Asian markets bore the brunt of the global tech unwind. South Korea's Kospi index plunged 8% intraday on Friday, triggering a circuit breaker, before closing down 5.8% for the day as the sell-off in US chip stocks spread across the region. The volatility underscored how concentrated global equity gains have become in a handful of AI-linked names, and how quickly sentiment can reverse when that trade wobbles.

The week's defining geopolitical development came on the diplomatic front: US Secretary of State Marco Rubio announced a US-brokered framework agreement between Israel and Lebanon, which Israeli Prime Minister Benjamin Netanyahu welcomed as a first step toward lasting regional peace and security. Analysts caution that Iran may still try to undermine the framework, and tensions flared separately when former President Donald Trump accused Iran of violating its ceasefire with the US by launching attack drones at commercial vessels transiting the Strait of Hormuz — even as actual tanker traffic through the waterway kept climbing toward its fastest pace since the conflict began. That contradiction — rising rhetoric alongside falling real-world disruption — was, in many ways, the story of crude oil's entire week: Brent erased its entire post-war risk premium, falling back to levels last seen the Friday before the conflict began, as fears of a supply shortage gave way to fears of an emerging 2026 global supply glut, with Iraq pushing OPEC for a higher production quota to recoup wartime losses.

What It Means Going Into Next Week

For Indian markets, the technical and macro backdrop heading into the new week looks constructive on balance. India VIX at multi-month lows, a clean Sensex monthly expiry settlement, and Nifty holding above its 24,000 floor all support a cautiously positive baseline. Tuesday, June 30 brings a heavy triple-expiry day — Nifty weekly and monthly expiry alongside Bank Nifty's monthly expiry — which could reintroduce short-term volatility. The most important swing factor remains the durability of the Israel-Lebanon framework and whether US-Iran talks hold through the weekend; any flare-up in the Strait of Hormuz could just as quickly send oil — and the rupee — back the other way.

Globally, investors are bracing for non-farm payrolls data and a holiday-shortened week in the US ahead of the July 4 break, with the AI-infrastructure spending debate likely to remain the dominant swing factor for global risk appetite. For India, the bigger structural story may be the RBI's forex-deposit push: if even a fraction of the projected $55 billion in NRI inflows materialises over August and September, it would mark a meaningful rebuilding of the reserve buffer that was drawn down during the West Asia conflict — and a cushion against the next bout of global volatility, whenever it arrives.

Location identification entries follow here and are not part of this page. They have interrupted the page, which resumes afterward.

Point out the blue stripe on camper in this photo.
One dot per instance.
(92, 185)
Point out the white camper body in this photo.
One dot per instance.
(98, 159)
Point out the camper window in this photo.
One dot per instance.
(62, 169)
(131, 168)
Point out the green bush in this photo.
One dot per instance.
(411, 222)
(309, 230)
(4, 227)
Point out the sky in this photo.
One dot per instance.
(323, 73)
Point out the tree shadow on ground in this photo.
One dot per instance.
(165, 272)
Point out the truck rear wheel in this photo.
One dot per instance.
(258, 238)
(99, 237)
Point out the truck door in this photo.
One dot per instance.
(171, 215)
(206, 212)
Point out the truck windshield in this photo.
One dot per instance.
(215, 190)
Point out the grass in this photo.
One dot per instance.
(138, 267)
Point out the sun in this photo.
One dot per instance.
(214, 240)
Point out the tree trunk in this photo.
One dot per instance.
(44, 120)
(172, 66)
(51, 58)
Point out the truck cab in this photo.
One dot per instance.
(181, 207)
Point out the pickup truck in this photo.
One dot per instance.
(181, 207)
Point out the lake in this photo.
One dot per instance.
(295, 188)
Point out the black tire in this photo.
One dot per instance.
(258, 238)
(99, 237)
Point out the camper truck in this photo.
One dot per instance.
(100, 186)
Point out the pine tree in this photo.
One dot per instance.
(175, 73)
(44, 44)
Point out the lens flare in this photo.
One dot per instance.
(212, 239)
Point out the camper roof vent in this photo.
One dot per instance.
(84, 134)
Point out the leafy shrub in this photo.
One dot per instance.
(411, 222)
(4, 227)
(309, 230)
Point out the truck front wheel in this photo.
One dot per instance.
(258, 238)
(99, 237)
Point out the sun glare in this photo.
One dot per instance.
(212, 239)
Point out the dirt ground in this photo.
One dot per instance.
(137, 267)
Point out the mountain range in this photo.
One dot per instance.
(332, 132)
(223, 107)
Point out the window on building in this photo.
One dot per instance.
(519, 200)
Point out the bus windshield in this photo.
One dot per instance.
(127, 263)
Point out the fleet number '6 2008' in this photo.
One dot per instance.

  • Sensex closed the week at 77,100.47, Nifty 50 at 24,056.00, both holding key psychological support levels
  • India VIX compressed from 27.32 to 13.05 — one of the sharpest weekly drops this year
  • Brent crude fell nearly 10% on the week, erasing its entire West Asia war risk premium
  • RBI cleared banks to lend against FCNR(B) deposits; Nomura estimates $55 billion in potential NRI inflows
  • US-brokered Israel-Lebanon framework announced; Iran-US tensions over Strait of Hormuz persist
  • Nasdaq fell 4.6% on the week on AI-spending and OpenAI IPO-delay concerns; Dow hit a fresh record high
  • Micron posted record quarterly revenue of $41.46 billion; Merck to acquire Bio-Techne for $11.3 billion
Disclaimer: This article is based on publicly available information from various online sources. We do not claim absolute accuracy or completeness. Readers are advised to cross-check facts independently before forming conclusions.